I truly believe that no matter what your status in life or the color of your skin, we have more in common as human beings than we have differences. On this run, I passed homeless people, prostitutes, and drug addicts.   My circle of friends and family includes alcoholics and drug addicts; it includes mental illness, it includes people at or below the poverty line. I’m not naive enough to think that I could never be homeless.  I really do my best not to judge people.  Everyone has a story. Yet, seeing all of this come together at a time and place I wasn’t expecting, came somewhat as a shock to my system.

Once I got to three miles, I decided to head back to the lake and finish up my run there.  I don’t know if there was ever any real threat to my personal safety.  Most people I met were friendly, smiled and said “hi.”  A drag queen offered me fifty cents for a cigarette. I had on running attire and an arm band holding my iphone, I am not sure why I looked like a good candidate for a cigarette sale. A female prostitute told me I looked hot. I guess I need to take complements wherever I can get them at this point in my life. One guy told me to be careful and not go down a specific road because there were often mean Rottweiler’s on the loose. I felt like there were a lot of eyes peering at me just wanting to know why I was in a place where I clearly wasn’t wanted. It was uncomfortable on a lot of levels.
 
When I got back, I googled Orange Blossom Trail, aka “OBT.”  The southern stretch of OBT is where I did much of my run.  Not only was I surprised to learn that Orlando is one of the most dangerous cities in the country, but that Orange Blossom Trail is one of the most dangerous sections of the city.

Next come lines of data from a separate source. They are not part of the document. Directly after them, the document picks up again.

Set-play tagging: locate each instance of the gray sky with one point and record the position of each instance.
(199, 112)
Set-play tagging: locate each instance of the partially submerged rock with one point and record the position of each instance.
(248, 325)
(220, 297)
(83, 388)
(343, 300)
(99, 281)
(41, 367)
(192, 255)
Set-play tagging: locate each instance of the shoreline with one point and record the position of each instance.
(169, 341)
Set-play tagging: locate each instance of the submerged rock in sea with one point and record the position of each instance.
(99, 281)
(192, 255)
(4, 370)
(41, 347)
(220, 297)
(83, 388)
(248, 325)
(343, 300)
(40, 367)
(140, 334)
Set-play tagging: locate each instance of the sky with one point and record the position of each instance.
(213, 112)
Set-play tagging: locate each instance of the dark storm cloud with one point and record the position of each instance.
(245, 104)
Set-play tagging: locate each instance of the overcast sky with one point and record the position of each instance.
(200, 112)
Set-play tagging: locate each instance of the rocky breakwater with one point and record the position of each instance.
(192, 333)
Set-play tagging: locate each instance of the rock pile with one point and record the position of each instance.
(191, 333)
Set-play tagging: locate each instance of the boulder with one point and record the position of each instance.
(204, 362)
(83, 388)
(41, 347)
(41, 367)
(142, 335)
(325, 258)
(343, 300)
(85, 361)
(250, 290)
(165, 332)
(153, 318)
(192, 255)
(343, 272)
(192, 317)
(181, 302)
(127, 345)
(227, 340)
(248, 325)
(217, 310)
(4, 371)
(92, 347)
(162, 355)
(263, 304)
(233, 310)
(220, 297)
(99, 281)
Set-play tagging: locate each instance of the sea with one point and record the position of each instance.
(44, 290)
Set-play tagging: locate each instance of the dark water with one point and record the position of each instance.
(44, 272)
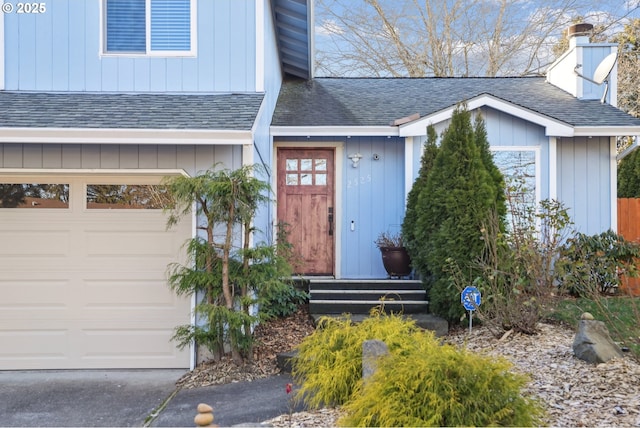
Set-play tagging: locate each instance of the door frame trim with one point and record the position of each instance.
(338, 147)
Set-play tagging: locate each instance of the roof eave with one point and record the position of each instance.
(124, 136)
(333, 131)
(606, 131)
(552, 126)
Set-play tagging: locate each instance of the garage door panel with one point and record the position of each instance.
(33, 294)
(140, 292)
(86, 288)
(37, 243)
(144, 244)
(31, 347)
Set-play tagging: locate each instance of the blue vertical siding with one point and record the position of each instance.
(263, 152)
(504, 130)
(60, 51)
(583, 182)
(373, 198)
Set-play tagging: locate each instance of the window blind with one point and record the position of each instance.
(170, 25)
(126, 26)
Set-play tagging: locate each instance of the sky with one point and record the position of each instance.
(335, 17)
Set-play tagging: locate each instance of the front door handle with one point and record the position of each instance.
(330, 218)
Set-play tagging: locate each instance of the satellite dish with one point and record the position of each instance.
(601, 75)
(604, 68)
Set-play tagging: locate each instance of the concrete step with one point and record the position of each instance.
(364, 284)
(365, 306)
(320, 295)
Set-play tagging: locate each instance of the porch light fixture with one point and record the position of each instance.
(355, 159)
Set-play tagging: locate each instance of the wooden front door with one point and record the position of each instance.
(306, 205)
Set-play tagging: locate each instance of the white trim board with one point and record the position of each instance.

I ended up on OBT for a reason.  I have been feeling underappreciated in a lot of ways lately. I’m tired.  I resent that fact that so many things in my life seem like a daily battle that I just can’t win. My run Wednesday morning helped to snap me out of that mentality.  Being on OBT was like God just telling me to stop whining already. It was a reality check.

I went to law school for many reasons, one of which was to make a difference.  There are many pro-bono opportunities in the legal arena. I have great admiration for people who have started running groups that have helped a specific population overcome a difficult challenge; such as Next Steps. I want to do these things. I don’t do them because I feel like I am too busy, too overwhelmed with everything in my life.  These are simply excuses, and I have lots of them.
I am where I am today because people were willing to help me.  I’ll be going back to OBT, or rather its Hartford equivalent, but not as a scared, crazy, defenseless woman running through the streets alone.  I’ll be going back to help, and hopefully in a meaningful way.  And yes, Mom, I promise to be a little more careful about where I run when I am alone and away from home.